Die Nacht war sehr ruhig. Ich braue mir meinen Kaffee in der Küche der Her­berge. Beim Einkauf gestern war ich hungrig. Entsprechend viel habe ich beim Frühstück zur Auswahl. Und auch der Picknickbeutel ist gut gefüllt und entspre­chend schwe­rer als sonst. Der rote Pilgerführer will mich heute auf eine Etappe von 9,5 Stunden schi­cken und 790 Höhenmeter darf ich auch erklimmen. Erst nach 8:00 Uhr kann ich den Schlüssel der Herberge bei der Polizei wieder gegen meinen Pilgerpass austau­schen. Wieder ist hier die Tür geschlossen. Also darf ich noch einmal auf Spanisch telefonieren. So komme ich erst kurz vor neun los.

Die Straßen der Stadt sind mit Blumen geschmückt. Vielleicht sollte ich doch einen Ruhetag einlegen und schauen, was für ein Fest heute hier stattfinden wird. Doch die Füße kribbeln und wollen weiter. Und die Füße haben das Sagen auf dem Camino.

Heute habe ich mei­nen langsa­men Schlenderschritt drauf. Es geht in ein schönes Tal hinein, leider ist al­les nebel­verhangen. Meine rechte Hüfte meldet sich. Also setze ich den linken Fuß stärker ein und das Ziepen lässt nach. Bis Gontán überholen mich fünf Pilger. Als ich die Herberge erreiche, sehe ich, dass sie dort bleiben wollen und auf Einlass warten. Ich suche mir eine Bar und stu­diere meinen Pilgerführer. Es sind bis Vilalba noch 4,5 Stun­den und jetzt ist es erst halb eins. Mein Beschluss ist schnell gefasst, ich will weiter­gehen.

Die Sonne kommt end­lich mal heraus. Ein leichter Rückenwind schiebt mich durch Feld und Flur.

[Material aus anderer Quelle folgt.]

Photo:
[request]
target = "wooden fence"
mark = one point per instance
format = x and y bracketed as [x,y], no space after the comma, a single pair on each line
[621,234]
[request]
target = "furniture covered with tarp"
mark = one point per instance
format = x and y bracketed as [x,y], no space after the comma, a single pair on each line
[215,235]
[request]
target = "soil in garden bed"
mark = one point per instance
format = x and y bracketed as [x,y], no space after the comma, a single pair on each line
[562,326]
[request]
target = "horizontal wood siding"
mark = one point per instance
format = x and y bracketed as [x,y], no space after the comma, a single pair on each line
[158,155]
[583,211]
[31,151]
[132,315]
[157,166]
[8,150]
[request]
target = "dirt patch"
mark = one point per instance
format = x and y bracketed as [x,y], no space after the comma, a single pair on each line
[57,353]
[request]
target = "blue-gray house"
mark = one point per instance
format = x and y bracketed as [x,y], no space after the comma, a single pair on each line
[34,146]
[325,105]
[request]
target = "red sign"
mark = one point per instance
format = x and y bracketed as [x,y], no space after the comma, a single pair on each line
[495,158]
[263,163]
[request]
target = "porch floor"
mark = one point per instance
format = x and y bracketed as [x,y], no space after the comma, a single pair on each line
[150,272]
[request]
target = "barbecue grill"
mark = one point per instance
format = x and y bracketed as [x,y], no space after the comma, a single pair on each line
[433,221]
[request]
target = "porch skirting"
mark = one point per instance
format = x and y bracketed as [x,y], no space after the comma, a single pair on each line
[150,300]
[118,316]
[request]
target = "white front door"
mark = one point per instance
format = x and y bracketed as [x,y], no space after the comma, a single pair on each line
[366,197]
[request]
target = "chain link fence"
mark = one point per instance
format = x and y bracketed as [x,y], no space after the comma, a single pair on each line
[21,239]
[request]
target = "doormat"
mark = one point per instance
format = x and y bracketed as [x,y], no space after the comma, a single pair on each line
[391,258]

Auch am Sonntag ist der ein oder andere Bauer auf dem Feld. Immer wird freundlich gegrüßt. Und während die Grillen zir­pen und die Vögel zwit­schern, singe ich Wanderlieder vor mich hin. Den Text habe ich im Ruck­sack und kann ihn heute Abend nach­lesen. Ich habe Zeit genug, darüber nachzu­denken, ob ich in der Herberge bleiben will, die zwei Kilome­ter vor dem Ort liegen soll, oder ob heute mal wie­der eine Pension dran ist. Als ich das neue Gebäude der Herber­ge sehe, be­schließe ich hierzu­bleiben.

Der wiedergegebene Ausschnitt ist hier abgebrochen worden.